Policy and Political Action

Policy & Political Action

Ontario Pre-Budget Submission 2014: Finding the Right Balance

Ontario Pre-Budget 2014: Finding the Right Balance - Submission to the Standing Committee on Finance and Economic Affairs

Summary of Recommendations

Fiscal Capacity

  1. Ensure the fiscal capacity to deliver all essential health, health care, social, and environmental services by building a more progressive tax system
  2. Increase revenue sources that encourage environmental and societal responsibility. Begin by phasing in environmental levies, such as a carbon tax, to help pay for the damage polluters cause and to support the social programs and services most needed by at-risk populations.
  3. Work with the federal government to research the scope of tax evasion losses, and then put in resources to recover the lost revenues.

Social Determinants of Health

  1. Immediately increase the minimum wage to $14 per hour, and automatically index it to the rate of inflation thereafter in order to bring workers 10 per cent above the Low Income Measure of poverty.
  2. Improve access to affordable housing and stimulate job creation in the process.
  3. Transform the social assistance system to reflect the actual cost of living.

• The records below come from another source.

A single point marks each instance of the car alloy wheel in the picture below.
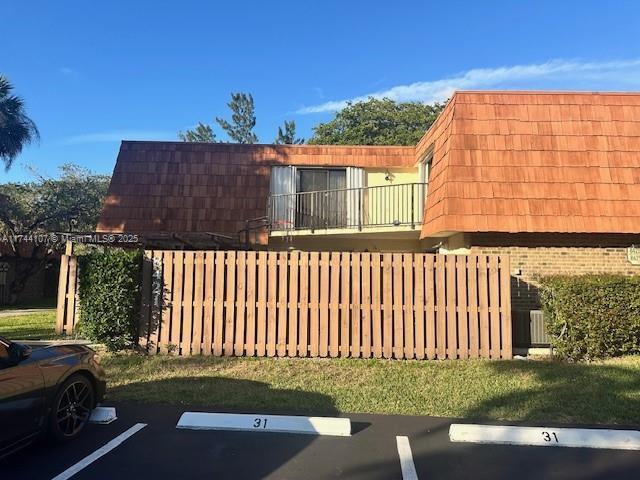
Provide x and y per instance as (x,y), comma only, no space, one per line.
(74,407)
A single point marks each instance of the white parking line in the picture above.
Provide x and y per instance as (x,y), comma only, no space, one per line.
(406,459)
(89,459)
(103,415)
(546,436)
(257,422)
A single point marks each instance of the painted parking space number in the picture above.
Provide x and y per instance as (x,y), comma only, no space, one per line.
(260,423)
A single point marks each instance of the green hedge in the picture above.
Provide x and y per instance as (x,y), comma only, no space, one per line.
(592,316)
(109,286)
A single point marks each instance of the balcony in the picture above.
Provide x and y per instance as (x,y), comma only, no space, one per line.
(387,208)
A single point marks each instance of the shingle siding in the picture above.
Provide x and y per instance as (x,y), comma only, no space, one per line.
(536,162)
(190,187)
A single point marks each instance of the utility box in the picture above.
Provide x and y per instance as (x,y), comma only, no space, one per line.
(528,329)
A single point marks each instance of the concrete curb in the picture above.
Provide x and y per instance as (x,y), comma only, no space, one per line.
(266,423)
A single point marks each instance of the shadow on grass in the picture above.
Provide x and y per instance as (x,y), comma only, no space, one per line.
(224,394)
(216,394)
(583,395)
(569,393)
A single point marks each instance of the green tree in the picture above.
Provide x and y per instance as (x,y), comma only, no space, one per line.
(377,122)
(202,133)
(30,211)
(288,135)
(243,119)
(16,128)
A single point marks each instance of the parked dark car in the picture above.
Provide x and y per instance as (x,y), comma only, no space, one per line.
(50,390)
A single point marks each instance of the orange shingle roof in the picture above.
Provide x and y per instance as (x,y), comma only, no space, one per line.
(204,187)
(535,162)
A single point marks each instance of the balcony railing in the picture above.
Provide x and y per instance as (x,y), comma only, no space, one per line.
(357,208)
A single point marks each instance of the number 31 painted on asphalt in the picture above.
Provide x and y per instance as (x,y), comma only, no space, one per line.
(260,423)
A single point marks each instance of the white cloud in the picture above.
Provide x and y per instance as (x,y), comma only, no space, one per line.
(119,135)
(559,74)
(68,72)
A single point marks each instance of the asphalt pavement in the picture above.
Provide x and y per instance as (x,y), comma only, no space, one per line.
(159,451)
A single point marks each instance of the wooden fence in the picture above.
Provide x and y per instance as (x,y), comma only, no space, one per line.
(324,304)
(67,312)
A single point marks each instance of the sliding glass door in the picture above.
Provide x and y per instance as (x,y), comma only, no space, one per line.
(321,199)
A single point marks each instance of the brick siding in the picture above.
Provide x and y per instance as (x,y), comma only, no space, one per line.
(533,257)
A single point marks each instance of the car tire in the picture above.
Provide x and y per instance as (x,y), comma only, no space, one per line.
(71,408)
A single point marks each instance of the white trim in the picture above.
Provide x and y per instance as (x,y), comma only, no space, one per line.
(89,459)
(406,459)
(257,422)
(546,436)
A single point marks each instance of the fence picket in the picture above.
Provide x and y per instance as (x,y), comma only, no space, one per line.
(474,322)
(387,305)
(207,334)
(176,303)
(294,265)
(483,296)
(376,306)
(407,306)
(198,304)
(303,333)
(323,338)
(392,305)
(345,301)
(63,284)
(505,306)
(463,326)
(218,303)
(261,334)
(251,304)
(272,302)
(334,306)
(187,304)
(494,306)
(230,302)
(418,305)
(241,299)
(431,307)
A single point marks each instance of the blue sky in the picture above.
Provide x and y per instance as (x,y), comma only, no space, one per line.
(94,73)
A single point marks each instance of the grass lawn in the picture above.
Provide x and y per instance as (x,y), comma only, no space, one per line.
(538,390)
(32,326)
(47,302)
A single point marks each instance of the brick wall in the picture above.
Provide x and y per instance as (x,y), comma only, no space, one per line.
(533,256)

  1. Set ambitious toxics reduction targets. Ensure people have the right-to-know about the existence of toxics in the environment, in their homes, in their workplaces, and in consumer products.
  2. Minimize the energy footprint by: focusing first on conservation and energy efficiency, relying minimally on existing coal plants until they are closed, increasing reliance on renewable energy, and strategically using natural gas and hydroelectricity imports from Quebec to meet any energy shortfall.
  3. Create new dedicated revenue sources to pay for a substantial expansion of transit and active transportation.

Medicare: Fiscal Issues

  1. Work with the other provinces to bring the federal government back to the table to negotiate a 2014 Health Accord to replace the expiring 2004 accord. Part of that negotiation would include preservation of the Health Council of Canada.
  2. Expanding our publicly funded, not-for-profit health-care system to all medically necessary areas, starting with universal home care, universal pharmacare and dental care for people living with low income.
  3. Focus on well-researched and demonstrated policies and evidence-based clinical practices to optimize the health of people, families, communities, and our health system.
  4. Given the federal threat to close the door on supervised injection services, we urge Premier Kathleen Wynne to demonstrate leadership and immediately fund services in Toronto and Ottawa.
  5. Reject efforts to commercialize or privatize health-care delivery. Place a moratorium on new P3 negotiations and contracts. Prohibit medical tourism, and do not allow Canadians or foreigners to buy their way to the front of a queue for insured health- care services.

Medicare: System Improvements

To ensure co-ordination between the various elements of our health system, we must secure system integration and decrease duplication. To achieve this, we ask that government:

  1. Support Local Health Integration Networks to achieve regional health system planning, integration and accountability for all health sectors, using an evidence-based and person-centred approach rooted within a population health, primary health-care framework.
  2. Commit to providing all Ontarians with access to integrated interprofessional primary care by 2020 in nurse practitioner-led clinics (NPLC), community health centres (CHC), Aboriginal Health Access Centres (AHAC) and family health teams (FHT), and fund them to work to full capacity.
  3. Improve navigation across our complex system by partnering with patients to co-ordinate their care through primary care.
  4. Transition the 3,500 case managers and care co-ordinators from Community Care Access Centres into primary care through a carefully crafted labour management strategy that retains their salary and benefits.

Nursing Care

  1. Narrow the gap of about 17,600 RN positions as quickly as possible. Ensure that staffing mix decisions are based on client need.
  2. To protect the safety of our seniors and to ensure their timely access to quality care, phase in new minimum staffing standards in long-term care, starting with a minimum of one nurse practitioner per 120 residents.
  3. Ensure 70 per cent of all nurses work full-time so patients have continuity in their care and care provider.
  4. Maximize and expand the role of RNs to deliver a broader range of care, such as ordering lab tests and prescribing medications.
  5. Secure fair and competitive wages for nurses and nurse practitioners working in all sectors of health care. RNs face substantially lower compensation in primary care and home care, while Ontario NPs receive substantially lower compensation than NPs in jurisdictions like Alberta.